Figure 1. D3/ D3nf model of adaptive response to altered dopamine levels

The symbol represents the novel 55 amino acid carboxy-terminal tail D3nf sequence, resulting from the alternative splicing frame shift. 1), Drugs of abuse, stress, and psychiatric conditions including schizophrenia increase extracellular dopamine. 2) D1 and D3 receptor stimulation activate opposing intracellular signaling systems. D3 receptor has the highest dopamine affinity. Persistent D3 stimulation results in homeostatic mechanisms opposing receptor stimulation, including 3) increased D3nf expression. 4) D3nf and D3 dimerize, directing the D3/D3nf dimer 5) towards intracytoplasmic trafficking pools and removing D3 receptor from the synaptic membrane. 6) At the next elevated extracellular dopamine exposure D3 receptor is not available to bind dopamine. 7) The result is release of D3 receptor-mediated opposition to D1 receptor stimulation of adenylate cyclase activity.

Figure 2

Dopamine D3 receptor/ GAPDH mRNA expression (top), D3nf/ GAPDH mRNA expression (middle), and D3R/D3nf mRNA ratio (lower) in ventral striatum (NAc/Islands of Calleja, IC). DBA/2J mice (n = 7–9 mice/group) were sacrificed for determination of mRNA expression 6 hours or twenty four hours following treatment with saline, NGB 2904 (1 mg/kg), or amphetamine (10 mg/kg). Data are expressed as group mean ± S.E.M. *P ≤ 0.05 vs. Saline.

Figure 3

Tyrosine hydroxylase/ GAPDH mRNA expression in ventral striatum (top left), prefrontal cortex (top right), hippocampus (lower left), and substantia nigra/ventral tegmentum (lower right). DBA/2J mice (n = 7–9 mice/group) were sacrificed for determination of mRNA expression 6 hours or twenty four hours following treatment with saline, NGB 2904 (1 mg/kg), or amphetamine (10 mg/kg).
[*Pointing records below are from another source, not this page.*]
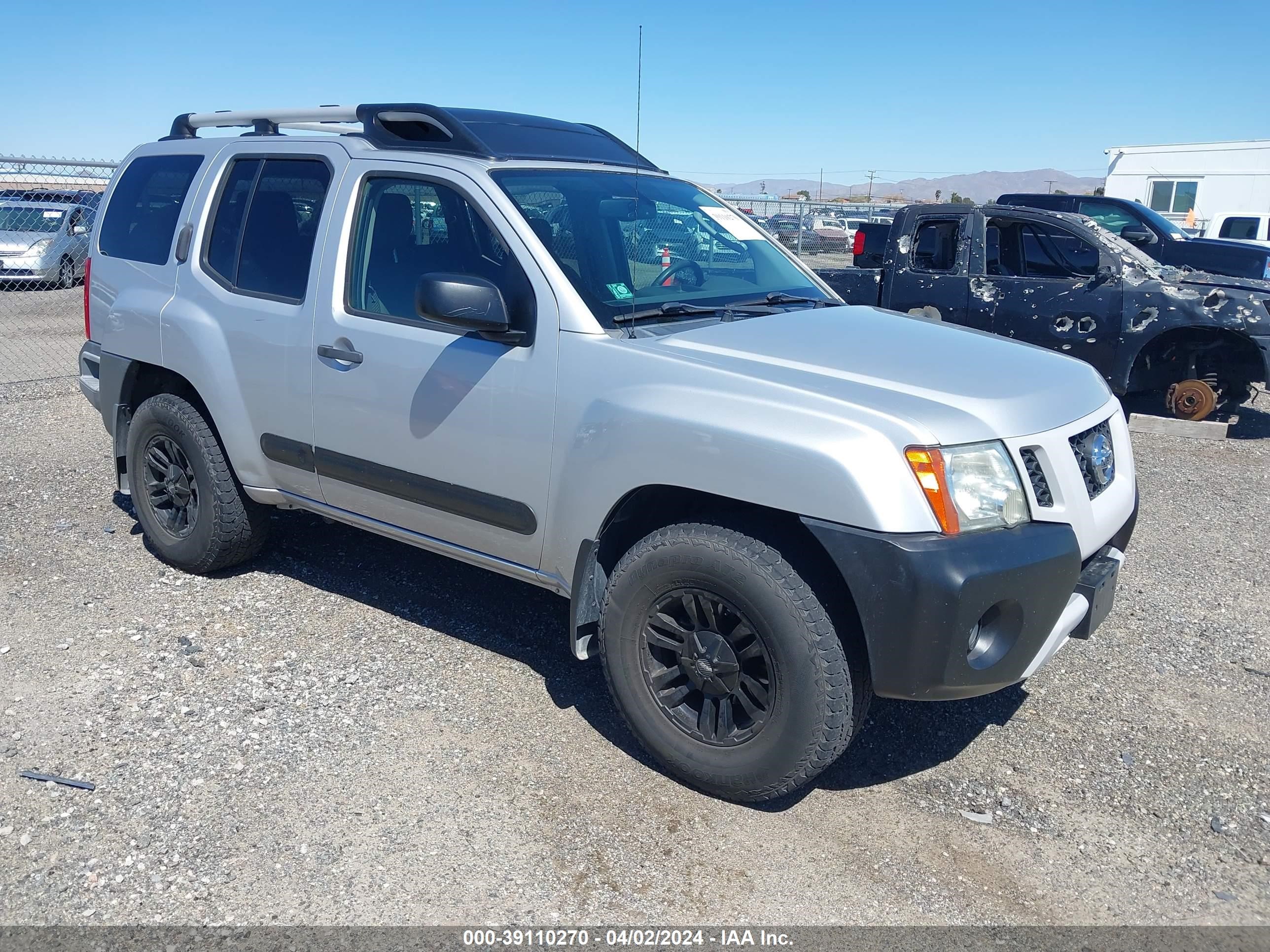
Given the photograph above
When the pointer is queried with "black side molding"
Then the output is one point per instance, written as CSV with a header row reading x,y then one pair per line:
x,y
445,497
289,452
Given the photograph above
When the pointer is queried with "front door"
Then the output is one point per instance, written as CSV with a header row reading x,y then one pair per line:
x,y
1046,289
418,424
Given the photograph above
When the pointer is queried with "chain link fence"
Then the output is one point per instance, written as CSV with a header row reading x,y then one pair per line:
x,y
47,208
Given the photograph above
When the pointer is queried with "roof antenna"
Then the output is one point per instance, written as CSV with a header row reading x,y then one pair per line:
x,y
639,97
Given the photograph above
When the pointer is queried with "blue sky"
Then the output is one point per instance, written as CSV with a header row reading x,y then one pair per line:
x,y
732,91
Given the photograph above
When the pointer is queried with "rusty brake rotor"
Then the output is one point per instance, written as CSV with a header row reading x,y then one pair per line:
x,y
1191,400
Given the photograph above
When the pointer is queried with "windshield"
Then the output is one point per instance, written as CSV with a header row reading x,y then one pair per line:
x,y
1129,253
28,217
675,244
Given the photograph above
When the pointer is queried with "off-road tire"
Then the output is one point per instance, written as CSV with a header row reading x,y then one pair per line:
x,y
819,697
230,527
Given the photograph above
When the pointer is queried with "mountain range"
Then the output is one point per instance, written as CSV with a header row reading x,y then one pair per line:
x,y
981,186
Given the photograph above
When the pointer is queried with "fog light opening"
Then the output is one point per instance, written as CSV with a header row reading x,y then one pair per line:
x,y
993,635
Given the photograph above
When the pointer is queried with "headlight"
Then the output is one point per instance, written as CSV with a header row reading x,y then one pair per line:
x,y
969,488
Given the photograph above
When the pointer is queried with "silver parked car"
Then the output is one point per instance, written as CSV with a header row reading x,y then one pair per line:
x,y
466,331
43,243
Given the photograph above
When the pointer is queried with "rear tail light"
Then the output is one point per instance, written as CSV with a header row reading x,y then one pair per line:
x,y
88,270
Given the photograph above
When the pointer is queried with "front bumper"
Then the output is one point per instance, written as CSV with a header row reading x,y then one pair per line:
x,y
920,596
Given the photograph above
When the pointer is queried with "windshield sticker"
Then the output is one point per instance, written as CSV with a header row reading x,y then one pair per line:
x,y
733,224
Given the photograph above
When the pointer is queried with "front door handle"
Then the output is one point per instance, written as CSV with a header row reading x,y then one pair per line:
x,y
336,353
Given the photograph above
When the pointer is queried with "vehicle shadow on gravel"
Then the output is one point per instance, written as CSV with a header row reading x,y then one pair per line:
x,y
513,618
529,625
902,738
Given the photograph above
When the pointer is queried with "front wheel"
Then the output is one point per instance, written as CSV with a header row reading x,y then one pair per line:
x,y
187,499
726,666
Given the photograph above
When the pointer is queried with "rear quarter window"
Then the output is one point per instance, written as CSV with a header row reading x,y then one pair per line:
x,y
140,221
1244,229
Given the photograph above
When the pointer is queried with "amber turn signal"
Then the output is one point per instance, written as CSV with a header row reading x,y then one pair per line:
x,y
927,466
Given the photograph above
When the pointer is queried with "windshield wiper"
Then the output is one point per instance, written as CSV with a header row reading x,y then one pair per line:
x,y
780,298
676,309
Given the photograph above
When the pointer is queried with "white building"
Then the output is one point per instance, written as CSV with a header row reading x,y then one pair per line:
x,y
1205,177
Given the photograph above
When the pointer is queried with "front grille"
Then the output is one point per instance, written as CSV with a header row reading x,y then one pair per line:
x,y
1083,447
1041,485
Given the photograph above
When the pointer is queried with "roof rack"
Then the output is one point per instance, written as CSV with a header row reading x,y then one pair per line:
x,y
417,126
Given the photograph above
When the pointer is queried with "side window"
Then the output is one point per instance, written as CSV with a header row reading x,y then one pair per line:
x,y
411,228
1050,252
1245,229
1109,216
1167,196
140,223
262,238
935,245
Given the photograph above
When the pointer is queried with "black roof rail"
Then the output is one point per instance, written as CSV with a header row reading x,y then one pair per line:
x,y
481,134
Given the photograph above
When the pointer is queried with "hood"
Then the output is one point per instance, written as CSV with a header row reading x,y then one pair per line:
x,y
1226,281
1197,300
954,384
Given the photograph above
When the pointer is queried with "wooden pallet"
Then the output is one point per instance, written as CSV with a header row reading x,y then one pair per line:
x,y
1172,427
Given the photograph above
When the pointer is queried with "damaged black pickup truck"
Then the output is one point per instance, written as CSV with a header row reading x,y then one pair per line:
x,y
1061,281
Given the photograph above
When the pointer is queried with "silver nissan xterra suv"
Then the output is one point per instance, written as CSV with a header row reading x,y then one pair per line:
x,y
516,342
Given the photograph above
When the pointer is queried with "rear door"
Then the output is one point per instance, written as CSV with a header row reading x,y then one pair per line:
x,y
1043,287
242,324
931,268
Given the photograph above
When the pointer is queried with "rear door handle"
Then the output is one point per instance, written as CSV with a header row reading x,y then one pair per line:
x,y
336,353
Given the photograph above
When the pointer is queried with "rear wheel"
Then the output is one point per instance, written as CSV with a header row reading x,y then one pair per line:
x,y
187,499
726,666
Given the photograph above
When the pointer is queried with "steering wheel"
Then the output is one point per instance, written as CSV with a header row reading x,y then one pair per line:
x,y
672,270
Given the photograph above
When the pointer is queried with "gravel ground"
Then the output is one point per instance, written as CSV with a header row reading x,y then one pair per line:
x,y
350,730
41,332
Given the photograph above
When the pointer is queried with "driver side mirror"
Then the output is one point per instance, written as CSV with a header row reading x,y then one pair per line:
x,y
465,303
1137,235
1101,276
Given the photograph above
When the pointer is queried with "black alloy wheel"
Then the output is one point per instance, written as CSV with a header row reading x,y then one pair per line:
x,y
708,667
171,486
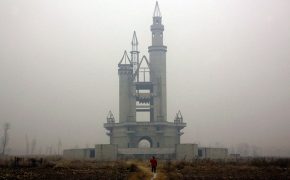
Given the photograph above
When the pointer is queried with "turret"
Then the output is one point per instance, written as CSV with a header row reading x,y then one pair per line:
x,y
157,56
127,102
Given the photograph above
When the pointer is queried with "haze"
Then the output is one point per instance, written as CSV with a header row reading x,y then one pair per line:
x,y
228,69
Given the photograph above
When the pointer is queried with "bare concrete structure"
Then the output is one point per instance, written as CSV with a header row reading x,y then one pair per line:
x,y
142,89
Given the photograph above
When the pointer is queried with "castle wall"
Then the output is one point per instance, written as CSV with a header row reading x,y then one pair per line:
x,y
212,153
88,153
187,152
106,152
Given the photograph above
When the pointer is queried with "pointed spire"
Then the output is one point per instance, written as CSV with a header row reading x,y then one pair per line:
x,y
157,12
178,118
110,117
125,59
134,39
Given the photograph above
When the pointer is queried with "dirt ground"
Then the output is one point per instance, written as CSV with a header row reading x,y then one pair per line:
x,y
55,169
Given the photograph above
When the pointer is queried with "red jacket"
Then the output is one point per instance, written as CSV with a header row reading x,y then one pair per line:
x,y
153,162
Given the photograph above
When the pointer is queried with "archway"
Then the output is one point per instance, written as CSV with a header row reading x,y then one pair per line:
x,y
145,142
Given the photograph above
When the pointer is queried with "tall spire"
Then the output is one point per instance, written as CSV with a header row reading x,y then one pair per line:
x,y
134,39
134,42
125,59
157,12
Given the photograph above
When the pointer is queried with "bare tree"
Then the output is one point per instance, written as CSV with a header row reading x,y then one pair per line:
x,y
6,127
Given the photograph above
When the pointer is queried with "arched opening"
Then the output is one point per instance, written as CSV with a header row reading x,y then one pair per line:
x,y
145,143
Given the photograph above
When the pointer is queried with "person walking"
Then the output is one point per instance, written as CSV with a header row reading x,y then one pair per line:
x,y
153,163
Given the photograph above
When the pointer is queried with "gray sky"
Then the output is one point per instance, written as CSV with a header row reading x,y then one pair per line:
x,y
228,69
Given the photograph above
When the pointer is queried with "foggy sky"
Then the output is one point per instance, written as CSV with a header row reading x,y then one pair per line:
x,y
228,69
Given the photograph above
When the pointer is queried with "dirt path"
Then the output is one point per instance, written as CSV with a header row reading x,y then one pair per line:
x,y
145,172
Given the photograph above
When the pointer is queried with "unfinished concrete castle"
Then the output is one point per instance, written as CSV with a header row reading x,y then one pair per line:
x,y
142,89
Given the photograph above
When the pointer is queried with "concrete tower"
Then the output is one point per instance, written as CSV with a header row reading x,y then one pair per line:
x,y
142,89
157,56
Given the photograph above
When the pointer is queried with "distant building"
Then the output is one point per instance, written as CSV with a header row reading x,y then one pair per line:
x,y
142,88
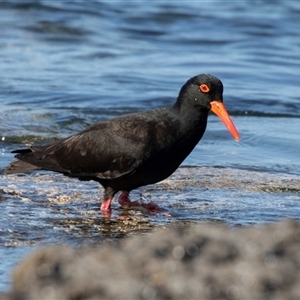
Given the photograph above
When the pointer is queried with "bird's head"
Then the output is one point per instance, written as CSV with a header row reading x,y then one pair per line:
x,y
206,91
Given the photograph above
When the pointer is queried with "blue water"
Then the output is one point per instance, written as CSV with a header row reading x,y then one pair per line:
x,y
66,65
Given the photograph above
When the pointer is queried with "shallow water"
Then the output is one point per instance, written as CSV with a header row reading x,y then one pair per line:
x,y
65,66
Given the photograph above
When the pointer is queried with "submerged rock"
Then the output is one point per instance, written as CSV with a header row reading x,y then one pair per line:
x,y
206,261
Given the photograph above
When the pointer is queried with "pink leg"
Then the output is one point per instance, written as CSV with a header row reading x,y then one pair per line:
x,y
106,206
150,207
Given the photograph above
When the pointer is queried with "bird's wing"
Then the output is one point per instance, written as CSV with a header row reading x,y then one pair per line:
x,y
106,150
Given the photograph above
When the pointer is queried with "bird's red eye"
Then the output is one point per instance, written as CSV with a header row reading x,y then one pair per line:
x,y
204,88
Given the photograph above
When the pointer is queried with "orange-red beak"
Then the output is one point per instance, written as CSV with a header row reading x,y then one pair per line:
x,y
219,109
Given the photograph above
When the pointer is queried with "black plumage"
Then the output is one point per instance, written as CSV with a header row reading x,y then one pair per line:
x,y
132,150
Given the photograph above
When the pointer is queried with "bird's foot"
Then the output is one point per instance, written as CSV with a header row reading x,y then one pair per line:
x,y
105,208
150,207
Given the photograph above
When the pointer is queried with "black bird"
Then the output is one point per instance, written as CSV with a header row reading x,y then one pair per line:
x,y
136,149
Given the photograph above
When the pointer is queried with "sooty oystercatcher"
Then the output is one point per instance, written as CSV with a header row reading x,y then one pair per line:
x,y
136,149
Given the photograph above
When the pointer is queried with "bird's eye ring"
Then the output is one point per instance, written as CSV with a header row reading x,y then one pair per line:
x,y
204,88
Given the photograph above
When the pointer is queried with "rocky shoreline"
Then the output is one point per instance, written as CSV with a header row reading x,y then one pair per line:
x,y
204,261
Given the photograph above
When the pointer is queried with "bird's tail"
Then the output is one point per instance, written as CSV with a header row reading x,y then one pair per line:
x,y
20,166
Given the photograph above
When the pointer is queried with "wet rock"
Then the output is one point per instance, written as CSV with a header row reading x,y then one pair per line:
x,y
196,262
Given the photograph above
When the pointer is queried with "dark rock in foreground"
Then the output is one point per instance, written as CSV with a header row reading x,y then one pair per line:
x,y
197,262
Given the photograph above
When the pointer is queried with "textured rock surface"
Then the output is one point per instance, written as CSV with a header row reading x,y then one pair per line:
x,y
197,262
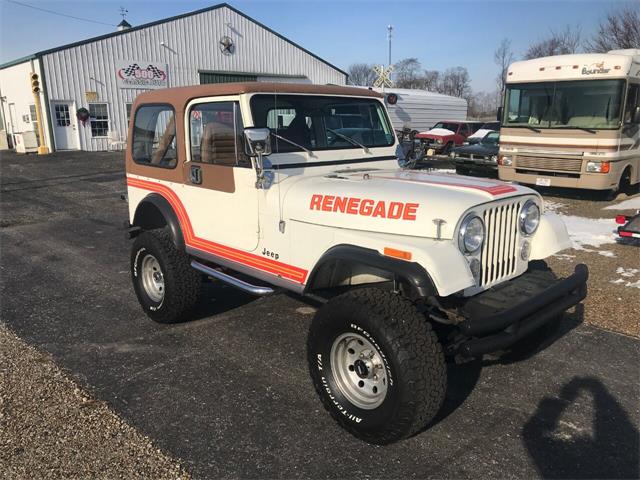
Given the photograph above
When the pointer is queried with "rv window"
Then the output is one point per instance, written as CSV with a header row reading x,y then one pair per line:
x,y
633,103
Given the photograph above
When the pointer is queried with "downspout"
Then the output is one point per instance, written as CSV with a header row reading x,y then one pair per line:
x,y
47,106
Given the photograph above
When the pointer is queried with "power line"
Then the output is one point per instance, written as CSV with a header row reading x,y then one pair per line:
x,y
59,14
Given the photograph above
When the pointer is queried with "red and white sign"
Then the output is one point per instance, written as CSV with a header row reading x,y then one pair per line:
x,y
141,74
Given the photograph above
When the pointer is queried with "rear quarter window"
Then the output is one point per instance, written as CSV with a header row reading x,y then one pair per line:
x,y
154,136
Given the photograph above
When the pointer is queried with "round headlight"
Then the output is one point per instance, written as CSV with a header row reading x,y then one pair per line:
x,y
471,233
529,218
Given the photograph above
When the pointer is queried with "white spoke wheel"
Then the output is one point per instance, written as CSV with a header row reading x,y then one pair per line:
x,y
359,371
152,278
165,284
376,365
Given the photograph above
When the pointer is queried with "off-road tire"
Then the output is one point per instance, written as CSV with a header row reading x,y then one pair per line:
x,y
413,361
181,282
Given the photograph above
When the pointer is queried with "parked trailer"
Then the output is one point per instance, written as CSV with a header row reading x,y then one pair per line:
x,y
419,109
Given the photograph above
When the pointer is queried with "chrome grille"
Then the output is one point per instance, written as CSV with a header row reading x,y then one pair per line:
x,y
546,163
499,252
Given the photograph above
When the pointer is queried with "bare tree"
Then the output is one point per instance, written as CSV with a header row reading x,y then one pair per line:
x,y
456,82
361,74
558,43
431,80
503,57
408,73
621,29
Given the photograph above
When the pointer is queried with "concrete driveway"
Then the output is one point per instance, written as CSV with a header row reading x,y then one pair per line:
x,y
229,394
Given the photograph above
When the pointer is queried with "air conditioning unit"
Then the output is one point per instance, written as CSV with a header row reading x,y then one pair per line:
x,y
26,142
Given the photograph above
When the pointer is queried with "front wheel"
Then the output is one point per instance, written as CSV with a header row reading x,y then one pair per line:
x,y
376,365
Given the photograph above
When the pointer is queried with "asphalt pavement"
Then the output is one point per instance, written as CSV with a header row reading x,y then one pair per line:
x,y
229,394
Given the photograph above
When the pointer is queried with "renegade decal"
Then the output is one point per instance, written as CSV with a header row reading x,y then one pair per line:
x,y
364,206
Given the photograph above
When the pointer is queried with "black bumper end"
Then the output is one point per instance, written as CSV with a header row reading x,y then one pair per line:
x,y
490,333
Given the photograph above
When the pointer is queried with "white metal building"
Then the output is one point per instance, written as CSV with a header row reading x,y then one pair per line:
x,y
104,74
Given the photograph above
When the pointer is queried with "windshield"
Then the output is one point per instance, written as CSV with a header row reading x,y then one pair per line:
x,y
572,104
491,138
321,122
447,126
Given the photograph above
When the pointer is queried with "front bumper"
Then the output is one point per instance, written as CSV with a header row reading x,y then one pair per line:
x,y
500,316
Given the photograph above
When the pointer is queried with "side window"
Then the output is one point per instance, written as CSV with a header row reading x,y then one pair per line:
x,y
633,103
216,134
154,136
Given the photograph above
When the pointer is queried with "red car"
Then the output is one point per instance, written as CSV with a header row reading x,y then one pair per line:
x,y
446,135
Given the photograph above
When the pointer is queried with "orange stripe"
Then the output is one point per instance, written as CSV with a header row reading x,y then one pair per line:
x,y
290,272
611,148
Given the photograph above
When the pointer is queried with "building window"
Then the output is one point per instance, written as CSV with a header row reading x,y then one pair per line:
x,y
34,121
154,136
99,119
216,134
128,108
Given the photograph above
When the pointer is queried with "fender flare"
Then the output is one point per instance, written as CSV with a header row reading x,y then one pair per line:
x,y
154,211
410,272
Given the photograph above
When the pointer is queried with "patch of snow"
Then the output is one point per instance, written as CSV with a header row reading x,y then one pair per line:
x,y
589,231
628,204
565,256
627,272
553,207
441,132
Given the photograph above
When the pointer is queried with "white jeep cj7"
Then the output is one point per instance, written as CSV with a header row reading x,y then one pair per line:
x,y
299,187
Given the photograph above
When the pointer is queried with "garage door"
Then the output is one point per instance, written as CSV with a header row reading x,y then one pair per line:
x,y
215,77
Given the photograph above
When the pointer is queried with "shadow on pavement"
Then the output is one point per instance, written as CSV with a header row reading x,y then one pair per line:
x,y
561,449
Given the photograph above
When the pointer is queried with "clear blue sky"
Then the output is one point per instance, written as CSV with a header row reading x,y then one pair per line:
x,y
439,34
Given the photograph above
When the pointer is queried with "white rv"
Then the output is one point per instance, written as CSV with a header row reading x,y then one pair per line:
x,y
573,121
419,109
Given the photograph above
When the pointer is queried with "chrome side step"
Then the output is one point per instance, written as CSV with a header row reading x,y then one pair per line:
x,y
233,281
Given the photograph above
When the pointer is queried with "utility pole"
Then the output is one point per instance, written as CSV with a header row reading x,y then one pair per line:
x,y
35,89
389,35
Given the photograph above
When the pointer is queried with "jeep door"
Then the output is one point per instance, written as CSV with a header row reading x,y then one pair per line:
x,y
219,187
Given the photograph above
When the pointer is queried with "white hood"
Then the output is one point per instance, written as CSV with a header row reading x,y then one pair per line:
x,y
403,202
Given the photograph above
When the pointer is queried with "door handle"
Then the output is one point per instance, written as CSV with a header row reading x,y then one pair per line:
x,y
196,174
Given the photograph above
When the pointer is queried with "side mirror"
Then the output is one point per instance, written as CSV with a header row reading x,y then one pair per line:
x,y
258,145
258,141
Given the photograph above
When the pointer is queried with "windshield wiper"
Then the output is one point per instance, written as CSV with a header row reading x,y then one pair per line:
x,y
284,139
349,139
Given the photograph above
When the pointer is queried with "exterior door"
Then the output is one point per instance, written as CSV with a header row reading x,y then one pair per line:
x,y
65,128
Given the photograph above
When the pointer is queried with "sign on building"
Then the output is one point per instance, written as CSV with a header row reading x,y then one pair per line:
x,y
141,74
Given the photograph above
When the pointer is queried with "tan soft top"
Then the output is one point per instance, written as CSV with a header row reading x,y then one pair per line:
x,y
179,96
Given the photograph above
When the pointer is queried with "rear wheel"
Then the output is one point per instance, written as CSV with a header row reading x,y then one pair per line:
x,y
165,284
376,365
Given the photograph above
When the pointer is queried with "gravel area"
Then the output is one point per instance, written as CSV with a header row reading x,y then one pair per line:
x,y
50,428
614,265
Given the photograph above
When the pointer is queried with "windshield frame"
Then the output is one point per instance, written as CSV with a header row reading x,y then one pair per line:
x,y
552,84
383,117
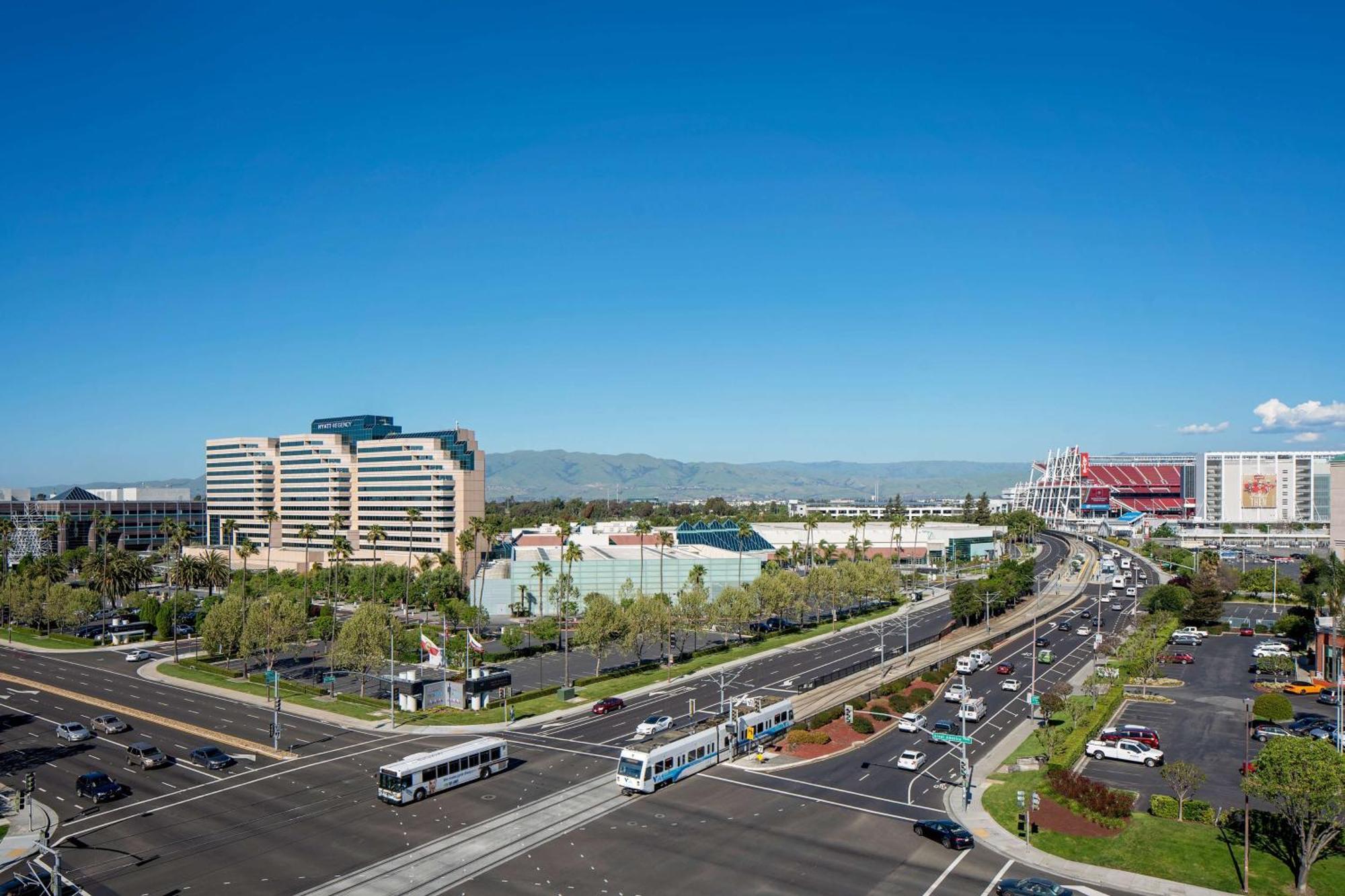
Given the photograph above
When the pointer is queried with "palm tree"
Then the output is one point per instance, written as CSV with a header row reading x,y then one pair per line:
x,y
64,520
541,569
307,532
375,536
664,540
809,526
744,533
642,529
412,517
245,549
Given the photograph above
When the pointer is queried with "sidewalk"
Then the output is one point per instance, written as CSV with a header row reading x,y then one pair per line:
x,y
24,838
991,834
151,671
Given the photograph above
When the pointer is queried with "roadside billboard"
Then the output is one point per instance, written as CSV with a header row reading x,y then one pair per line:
x,y
1258,491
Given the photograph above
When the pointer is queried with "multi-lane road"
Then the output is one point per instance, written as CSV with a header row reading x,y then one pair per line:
x,y
306,823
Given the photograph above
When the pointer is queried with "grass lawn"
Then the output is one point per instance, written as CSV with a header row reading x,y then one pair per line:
x,y
1186,852
34,639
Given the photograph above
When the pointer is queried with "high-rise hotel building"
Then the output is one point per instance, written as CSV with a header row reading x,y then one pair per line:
x,y
361,469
Data are expressed as group mean ± S.E.M. *P ≤ 0.05, **P ≤ 0.01.

Figure 4

Dopamine D3 receptor/ GAPDH mRNA expression (top), D3nf/ GAPDH mRNA expression (middle), and D3R/D3nf mRNA ratio (lower) in prefrontal cortex. DBA/2J mice (n = 7–9 mice/group) were sacrificed for determination of mRNA expression 6 hours or twenty four hours following treatment with saline, NGB 2904 (1 mg/kg), or amphetamine (10 mg/kg). Data are expressed as group mean ± S.E.M. *P ≤ 0.05 vs. AMPH, **P ≤ 0.01 vs. Saline.

Figure 5

Dopamine D3 receptor/ GAPDH mRNA expression (top), D3nf/ GAPDH mRNA expression (middle), and D3R/D3nf mRNA ratio (lower) in hippocampus. DBA/2J mice (n = 7–9 mice/group) were sacrificed for determination of mRNA expression 6 hours or twenty four hours following treatment with saline, NGB 2904 (1 mg/kg), or amphetamine (10 mg/kg). Data are expressed as group mean ± S.E.M. *P ≤ 0.05, **P ≤ 0.01.

Figure 6

Dopamine D3 receptor/ GAPDH mRNA expression (top), D3nf/ GAPDH mRNA expression (middle), and D3R/D3nf mRNA ratio (lower) in substantia nigra/ventral tegmentum. DBA/2J mice (n = 7–9 mice/group) were sacrificed for determination of mRNA expression 6 hours or twenty four hours following treatment with saline, NGB 2904 (1 mg/kg), or amphetamine (10 mg/kg). Data are expressed as group mean ± S.E.M. *P ≤ 0.05 vs. Saline.